Plot-wise, there's nothing to write home about. Generic man X wanders amongst the natives, becomes one of them, and has a tediously run-of-the-mill PG-rated romance with a native princess. The humans task him with persuading them to shift away from a big stash of unobtanium sat underneath a sacred tree thing, but of course they don't want to move, as the noble savage shares not the crass desires of man. The humans decide to go blow it up anyway, because they are teh evilz. Man X fights for the natives, pitting serious war machinery against spears, birds of prey and sort of elephant-stroke-shark things, and the humans end up getting beaten up and shipped off world.
Really you could watch the first ten minutes then write your own from there; it's so staggeringly lazy, if you just do the most obvious thing at every opportunity you'll get fairly close to the shipped product.

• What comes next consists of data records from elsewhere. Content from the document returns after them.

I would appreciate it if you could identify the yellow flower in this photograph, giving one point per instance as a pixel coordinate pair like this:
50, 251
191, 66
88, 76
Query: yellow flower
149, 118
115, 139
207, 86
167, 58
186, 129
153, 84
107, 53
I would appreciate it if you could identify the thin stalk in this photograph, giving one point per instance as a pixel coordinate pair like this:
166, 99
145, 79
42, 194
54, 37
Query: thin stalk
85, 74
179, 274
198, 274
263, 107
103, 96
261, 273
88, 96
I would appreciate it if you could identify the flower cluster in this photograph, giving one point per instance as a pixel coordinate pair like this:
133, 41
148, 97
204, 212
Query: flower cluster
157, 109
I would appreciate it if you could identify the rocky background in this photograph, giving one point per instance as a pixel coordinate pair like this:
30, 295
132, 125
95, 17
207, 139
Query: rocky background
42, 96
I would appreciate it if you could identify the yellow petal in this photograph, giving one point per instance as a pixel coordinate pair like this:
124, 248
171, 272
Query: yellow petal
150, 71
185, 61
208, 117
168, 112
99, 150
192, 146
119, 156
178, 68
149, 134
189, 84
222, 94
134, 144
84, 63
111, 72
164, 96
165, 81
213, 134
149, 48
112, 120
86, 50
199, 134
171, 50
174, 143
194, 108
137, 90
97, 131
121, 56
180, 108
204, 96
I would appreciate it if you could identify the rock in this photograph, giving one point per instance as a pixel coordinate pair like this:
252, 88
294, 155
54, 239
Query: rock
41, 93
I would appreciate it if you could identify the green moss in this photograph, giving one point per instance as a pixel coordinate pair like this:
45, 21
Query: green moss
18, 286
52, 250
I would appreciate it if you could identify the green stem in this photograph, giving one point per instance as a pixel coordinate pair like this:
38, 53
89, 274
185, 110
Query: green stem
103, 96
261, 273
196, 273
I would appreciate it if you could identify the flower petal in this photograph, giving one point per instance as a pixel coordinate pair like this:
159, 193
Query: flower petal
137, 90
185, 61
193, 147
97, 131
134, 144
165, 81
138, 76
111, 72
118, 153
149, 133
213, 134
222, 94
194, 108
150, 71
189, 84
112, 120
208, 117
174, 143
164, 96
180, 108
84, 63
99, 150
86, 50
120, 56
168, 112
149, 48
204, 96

Whilst broadly dull, the ending deviates into rampant stupidity: the humans, having had their tanks eaten by rhinos, go home? Sure, giant eagle.... things pelting choppers out of the sky was a neat surprise, but it's going to be a task standing up to the standard human plan B: nuke 'em from orbit.
So, boring characters, half-arsed-verging-on-no-arsed plot. So far, so mediocre. However, Mr Cameron wasn't satisfied with mediocre. He was determined to garnish that butter sandwhich with a tiny crowning poo. And that poo here takes the form of James Cameron's Big Political Message. And that Message is:
Bush. Is. Bad.
Well no fucking kidding Mr. C, if I may call you Mr. C. You'd almost think we'd had eight years of intense criticism of two wars to hammer that point home in every possible permutation of ways, but hey, why not throw some cringeworthily obvious commentary into your otherwise cringeworthy-in-a-different-way movie?
Our protagonist and his avatar buddies are said to be on a mission to win the hearts and minds of the natives (you know! Like the currently ongoing efforts often referred to by the same name!) US military types talk about "shock an awe." On learning the natives are planning a big operation, he shouts "let's fight terror with terror!" Even though it's a pitched battle, which isn't really the hallmark of terrorism. Mining company people talk about how corporate profits (the most evil kind of profits!) they'll be gaining from the big stash of oil unobtanium (see what I did there). They drop daisy cutters. Every time you've managed to forget the last cringe, bam, another piece of poorly thought out highschool politics comes and whacks you in the face.
On the plus side, it sure was pretty. I just wish I'd seen a 15-minute tech demo, instead of a three-hour sub-Micheal-Moore rant veering all the way from Americans-were-bad to Americans-are-bad, dressed up as a film.